• ROSE 56

     

     

                                                         CAMPING

     

     

             Ce n'est pas tombé dans l'oreille d'une sourde, si bien que, le soir même :

    Ça te plairait, une journée à la mer ? lance Rose à son mari.

    Réaction mitigée :

    — Euh… je t'avoue que faire de l'escalade avec les deux moutards et tout le fourbi…

    — Qui te parle de ça ? On va dans un camping parfaitement équipé, tenu par des gens adorables.

    Et de lui raconter sa fameuse rencontre et la proposition qui a suivi.

    — On en profitera pour faire des photos et une interview. Au moins, ce papier-là, Alexandre Hélou ne pourra pas me le refuser. D'autant que je rebondirai sur le conte de Michèle, qui est quand même la grande gagnante du Coin des petits. C'est d'ailleurs pour ça que je ne veux pas trop tarder : il faut battre le fer tant qu'il est chaud…(elle pouffe) Pour une fois, je suis d'accord avec ma mère.

    Dans ces conditions — et si, en plus, il y a un article à la clé — Amir n'a aucune objection. De sorte que le lendemain, sitôt le petit déjeuner avalé, toute la famille embarque dans la Volvo, et en avant !

    Amchit est un endroit charmant, situé le long de la côte, parmi les lauriers roses et les oliviers.

    Là, regarde, au carrefour, il y a un panneau ! s'écrie Rose.

    La grossière plaque de bois (un camping barbouillé à la va-vite, assorti d'une flèche) indique une petite route en lacet, descendant à pic vers la mer. Ils l'empruntent cahin-caha, et se retrouvent bientôt sur une plate-forme herbeuse où fleurissent quelques tentes, ainsi que de fort laids bâtiments en béton. La plage attenante, en revanche, est d'une beauté sauvage à vous couper le souffle. Un ensemble de rochers aux découpes tourmentées, entourant une calanque de sable blond, comme la dentelle entoure un berceau.

    — Regarde, Grégoire ! s'écrie Rose. Tu vas pouvoir faire des pâtés.

    Tu as pensé à prendre sa pelle et son seau ? s'enquiert Amir.

    Ben… non, mais il se servira de ses doigts, hein, mon bichon.  

    Vi, approuve Grégoire. Et ze veux zouer dans l'eau !

           — Attends cinq minutes, on va d'abord dire bonjour à madame Sfeir.

    La voiture s'arrête devant ce qui semble être un bureau d’accueil-épicerie-buvette, flanqué d'une petite terrasse. Alerté par le bruit du moteur, un homme aux cheveux gris s'avance en souriant.

    Bonjour, dit Rose, Je… madame Sfeir m'a invitée hier, et…

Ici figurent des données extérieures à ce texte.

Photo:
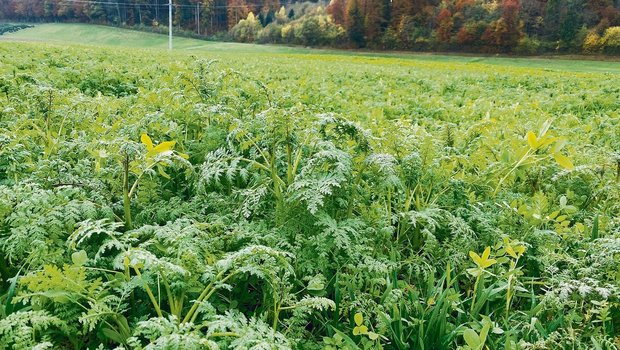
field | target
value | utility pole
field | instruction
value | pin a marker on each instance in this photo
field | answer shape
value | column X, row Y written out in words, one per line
column 169, row 24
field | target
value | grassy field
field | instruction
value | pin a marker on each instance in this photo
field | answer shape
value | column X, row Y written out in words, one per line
column 85, row 34
column 229, row 196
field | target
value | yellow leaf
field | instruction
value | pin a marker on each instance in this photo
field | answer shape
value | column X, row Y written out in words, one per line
column 359, row 319
column 475, row 257
column 146, row 140
column 563, row 161
column 531, row 140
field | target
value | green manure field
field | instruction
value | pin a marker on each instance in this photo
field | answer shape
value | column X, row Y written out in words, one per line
column 230, row 196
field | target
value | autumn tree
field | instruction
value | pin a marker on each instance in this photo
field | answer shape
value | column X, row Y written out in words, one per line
column 354, row 23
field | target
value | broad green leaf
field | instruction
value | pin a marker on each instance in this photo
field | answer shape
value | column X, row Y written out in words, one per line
column 563, row 161
column 146, row 140
column 531, row 140
column 471, row 338
column 358, row 318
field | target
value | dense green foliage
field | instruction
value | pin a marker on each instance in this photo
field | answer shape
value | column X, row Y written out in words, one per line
column 167, row 201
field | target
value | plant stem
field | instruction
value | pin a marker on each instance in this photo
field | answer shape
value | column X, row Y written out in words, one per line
column 126, row 199
column 150, row 294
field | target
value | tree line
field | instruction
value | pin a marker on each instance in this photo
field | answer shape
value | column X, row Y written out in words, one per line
column 523, row 26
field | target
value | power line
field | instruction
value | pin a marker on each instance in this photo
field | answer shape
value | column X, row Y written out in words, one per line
column 126, row 4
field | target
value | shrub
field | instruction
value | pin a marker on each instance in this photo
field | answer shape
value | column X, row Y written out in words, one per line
column 271, row 34
column 528, row 46
column 610, row 42
column 246, row 30
column 592, row 43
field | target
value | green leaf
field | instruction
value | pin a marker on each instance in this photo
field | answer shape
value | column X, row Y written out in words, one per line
column 79, row 258
column 359, row 319
column 531, row 140
column 471, row 338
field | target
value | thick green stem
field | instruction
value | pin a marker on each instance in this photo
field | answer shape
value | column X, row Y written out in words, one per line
column 126, row 198
column 473, row 301
column 205, row 293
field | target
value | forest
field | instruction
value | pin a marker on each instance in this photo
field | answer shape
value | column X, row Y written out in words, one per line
column 524, row 27
column 290, row 198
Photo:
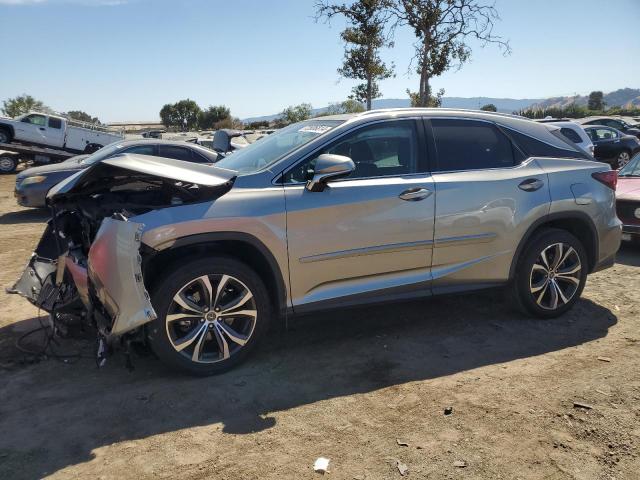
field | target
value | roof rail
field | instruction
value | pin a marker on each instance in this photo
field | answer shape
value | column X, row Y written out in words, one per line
column 438, row 109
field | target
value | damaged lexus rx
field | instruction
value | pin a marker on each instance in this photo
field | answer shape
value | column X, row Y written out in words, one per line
column 330, row 212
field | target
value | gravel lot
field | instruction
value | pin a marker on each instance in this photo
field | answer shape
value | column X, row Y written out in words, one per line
column 365, row 388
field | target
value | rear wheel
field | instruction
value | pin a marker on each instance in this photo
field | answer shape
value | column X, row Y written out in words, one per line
column 8, row 163
column 551, row 274
column 211, row 314
column 623, row 159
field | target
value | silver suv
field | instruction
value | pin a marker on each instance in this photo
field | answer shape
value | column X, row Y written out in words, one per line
column 327, row 213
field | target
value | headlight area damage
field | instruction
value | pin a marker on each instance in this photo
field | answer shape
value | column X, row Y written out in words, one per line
column 88, row 263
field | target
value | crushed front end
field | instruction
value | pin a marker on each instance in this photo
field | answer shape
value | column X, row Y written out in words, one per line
column 88, row 263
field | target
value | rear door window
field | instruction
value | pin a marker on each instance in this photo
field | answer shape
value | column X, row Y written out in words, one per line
column 55, row 123
column 141, row 150
column 471, row 145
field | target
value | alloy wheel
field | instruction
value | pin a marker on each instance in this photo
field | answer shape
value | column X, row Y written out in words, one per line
column 623, row 159
column 211, row 318
column 555, row 276
column 7, row 164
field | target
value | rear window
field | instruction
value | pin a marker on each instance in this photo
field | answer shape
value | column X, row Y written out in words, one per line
column 536, row 148
column 571, row 135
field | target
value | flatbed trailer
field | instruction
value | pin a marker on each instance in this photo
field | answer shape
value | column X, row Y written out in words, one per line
column 11, row 154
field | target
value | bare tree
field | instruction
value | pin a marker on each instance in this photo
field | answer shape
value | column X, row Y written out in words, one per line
column 443, row 29
column 364, row 37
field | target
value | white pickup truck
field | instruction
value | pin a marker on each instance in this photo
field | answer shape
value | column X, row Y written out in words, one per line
column 55, row 132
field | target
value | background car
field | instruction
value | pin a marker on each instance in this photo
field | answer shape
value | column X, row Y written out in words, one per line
column 628, row 200
column 613, row 122
column 612, row 146
column 33, row 184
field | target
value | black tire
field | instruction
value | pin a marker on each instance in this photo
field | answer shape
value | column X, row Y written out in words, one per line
column 526, row 280
column 8, row 163
column 162, row 298
column 5, row 136
column 622, row 159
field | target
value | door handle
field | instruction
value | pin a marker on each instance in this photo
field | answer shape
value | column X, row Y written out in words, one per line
column 531, row 184
column 415, row 194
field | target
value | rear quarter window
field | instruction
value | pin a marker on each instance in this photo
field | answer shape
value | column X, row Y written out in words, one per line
column 571, row 135
column 537, row 148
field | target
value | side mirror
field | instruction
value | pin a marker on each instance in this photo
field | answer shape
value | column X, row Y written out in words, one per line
column 329, row 167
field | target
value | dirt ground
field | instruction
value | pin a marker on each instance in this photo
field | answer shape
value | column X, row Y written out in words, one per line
column 365, row 388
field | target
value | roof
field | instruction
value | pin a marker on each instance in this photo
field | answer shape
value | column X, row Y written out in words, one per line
column 177, row 143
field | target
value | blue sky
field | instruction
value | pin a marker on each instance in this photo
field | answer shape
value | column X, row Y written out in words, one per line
column 124, row 59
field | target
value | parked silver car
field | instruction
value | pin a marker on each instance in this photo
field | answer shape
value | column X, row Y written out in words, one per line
column 330, row 212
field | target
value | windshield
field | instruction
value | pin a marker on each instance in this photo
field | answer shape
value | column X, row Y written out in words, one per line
column 104, row 152
column 631, row 169
column 270, row 149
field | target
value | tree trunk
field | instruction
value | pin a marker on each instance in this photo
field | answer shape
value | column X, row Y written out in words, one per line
column 424, row 73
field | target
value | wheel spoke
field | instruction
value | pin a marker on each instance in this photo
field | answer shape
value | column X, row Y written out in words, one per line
column 568, row 278
column 559, row 290
column 557, row 256
column 190, row 337
column 197, row 350
column 569, row 270
column 232, row 334
column 543, row 256
column 539, row 286
column 247, row 296
column 221, row 284
column 240, row 313
column 172, row 317
column 206, row 283
column 222, row 342
column 553, row 293
column 185, row 303
column 544, row 290
column 537, row 266
column 564, row 258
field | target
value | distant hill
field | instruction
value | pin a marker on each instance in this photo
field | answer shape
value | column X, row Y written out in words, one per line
column 505, row 105
column 624, row 97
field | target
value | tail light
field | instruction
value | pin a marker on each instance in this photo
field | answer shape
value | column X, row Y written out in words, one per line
column 609, row 178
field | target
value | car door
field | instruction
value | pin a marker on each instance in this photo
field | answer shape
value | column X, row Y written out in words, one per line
column 32, row 129
column 487, row 196
column 54, row 134
column 369, row 235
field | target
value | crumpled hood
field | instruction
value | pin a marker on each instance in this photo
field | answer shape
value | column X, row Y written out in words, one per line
column 204, row 175
column 71, row 165
column 628, row 189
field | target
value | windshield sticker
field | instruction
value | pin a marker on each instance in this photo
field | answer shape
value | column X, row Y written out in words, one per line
column 315, row 128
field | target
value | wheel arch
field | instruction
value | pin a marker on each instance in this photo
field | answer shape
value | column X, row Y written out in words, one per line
column 242, row 246
column 577, row 223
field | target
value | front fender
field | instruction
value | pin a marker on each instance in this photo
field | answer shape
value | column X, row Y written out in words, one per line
column 116, row 276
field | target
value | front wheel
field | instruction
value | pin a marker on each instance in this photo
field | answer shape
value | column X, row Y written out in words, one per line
column 551, row 274
column 8, row 164
column 211, row 314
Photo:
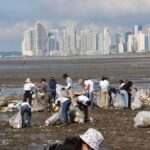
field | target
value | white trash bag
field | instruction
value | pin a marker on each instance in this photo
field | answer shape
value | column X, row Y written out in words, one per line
column 136, row 104
column 16, row 121
column 52, row 119
column 59, row 91
column 142, row 119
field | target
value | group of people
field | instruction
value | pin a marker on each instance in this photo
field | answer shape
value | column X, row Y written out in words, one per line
column 84, row 99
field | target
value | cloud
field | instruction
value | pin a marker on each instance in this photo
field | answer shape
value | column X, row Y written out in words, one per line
column 9, row 32
column 103, row 8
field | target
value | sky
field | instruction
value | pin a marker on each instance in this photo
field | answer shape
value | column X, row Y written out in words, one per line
column 16, row 16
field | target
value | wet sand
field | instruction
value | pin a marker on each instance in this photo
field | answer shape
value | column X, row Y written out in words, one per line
column 115, row 125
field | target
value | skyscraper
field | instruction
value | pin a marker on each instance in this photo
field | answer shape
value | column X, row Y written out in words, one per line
column 40, row 39
column 107, row 41
column 136, row 43
column 53, row 37
column 35, row 41
column 137, row 29
column 28, row 45
column 126, row 40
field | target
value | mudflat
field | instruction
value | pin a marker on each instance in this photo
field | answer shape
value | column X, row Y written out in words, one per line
column 115, row 125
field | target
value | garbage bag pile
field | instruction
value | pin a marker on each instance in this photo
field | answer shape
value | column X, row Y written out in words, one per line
column 145, row 98
column 16, row 120
column 76, row 115
column 142, row 119
column 136, row 104
column 117, row 101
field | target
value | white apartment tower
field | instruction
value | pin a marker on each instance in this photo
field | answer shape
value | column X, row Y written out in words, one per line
column 28, row 45
column 87, row 41
column 35, row 41
column 71, row 32
column 149, row 39
column 107, row 42
column 53, row 40
column 40, row 39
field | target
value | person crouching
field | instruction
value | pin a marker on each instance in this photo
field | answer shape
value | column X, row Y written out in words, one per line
column 26, row 114
column 65, row 103
column 83, row 104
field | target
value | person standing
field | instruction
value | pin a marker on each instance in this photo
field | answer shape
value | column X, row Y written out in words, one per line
column 84, row 102
column 104, row 85
column 52, row 84
column 27, row 91
column 125, row 93
column 25, row 114
column 69, row 87
column 64, row 102
column 47, row 91
column 89, row 89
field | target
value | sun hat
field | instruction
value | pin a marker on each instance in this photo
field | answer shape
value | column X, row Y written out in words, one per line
column 28, row 80
column 81, row 80
column 93, row 138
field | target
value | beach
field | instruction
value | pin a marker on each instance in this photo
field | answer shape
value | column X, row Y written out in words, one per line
column 116, row 126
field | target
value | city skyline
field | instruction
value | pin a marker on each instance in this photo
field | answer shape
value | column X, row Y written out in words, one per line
column 87, row 41
column 17, row 16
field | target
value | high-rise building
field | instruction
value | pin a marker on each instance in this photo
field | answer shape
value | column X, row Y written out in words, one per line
column 149, row 39
column 107, row 41
column 87, row 41
column 126, row 40
column 70, row 39
column 136, row 43
column 35, row 41
column 137, row 29
column 100, row 43
column 119, row 40
column 28, row 44
column 40, row 39
column 53, row 40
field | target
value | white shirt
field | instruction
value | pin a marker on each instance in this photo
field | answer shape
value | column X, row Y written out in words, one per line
column 61, row 100
column 28, row 86
column 69, row 83
column 103, row 84
column 90, row 85
column 82, row 98
column 25, row 103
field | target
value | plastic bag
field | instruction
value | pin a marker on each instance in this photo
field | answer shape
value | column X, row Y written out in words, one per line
column 37, row 106
column 98, row 100
column 59, row 91
column 16, row 121
column 136, row 104
column 52, row 119
column 76, row 115
column 142, row 119
column 117, row 101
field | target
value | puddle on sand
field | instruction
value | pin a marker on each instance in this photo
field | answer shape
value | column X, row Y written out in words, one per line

    Vous êtes la journaliste d'Orient-Magazine ?

    Oui, c'est ça.

    Enchanté, je me présente : Antoine Sfeir, le papa de Michèle.

    Il se tourne vers une vieille maison de pierre accolée aux vilains bâtiments :

    — Arleeette ! Il y a quelqu'un pour toi.

    Puis, revenant à ses invités :

    — Asseyez-vous à une table, je vous en prie. Qu'est-ce que je vous sers?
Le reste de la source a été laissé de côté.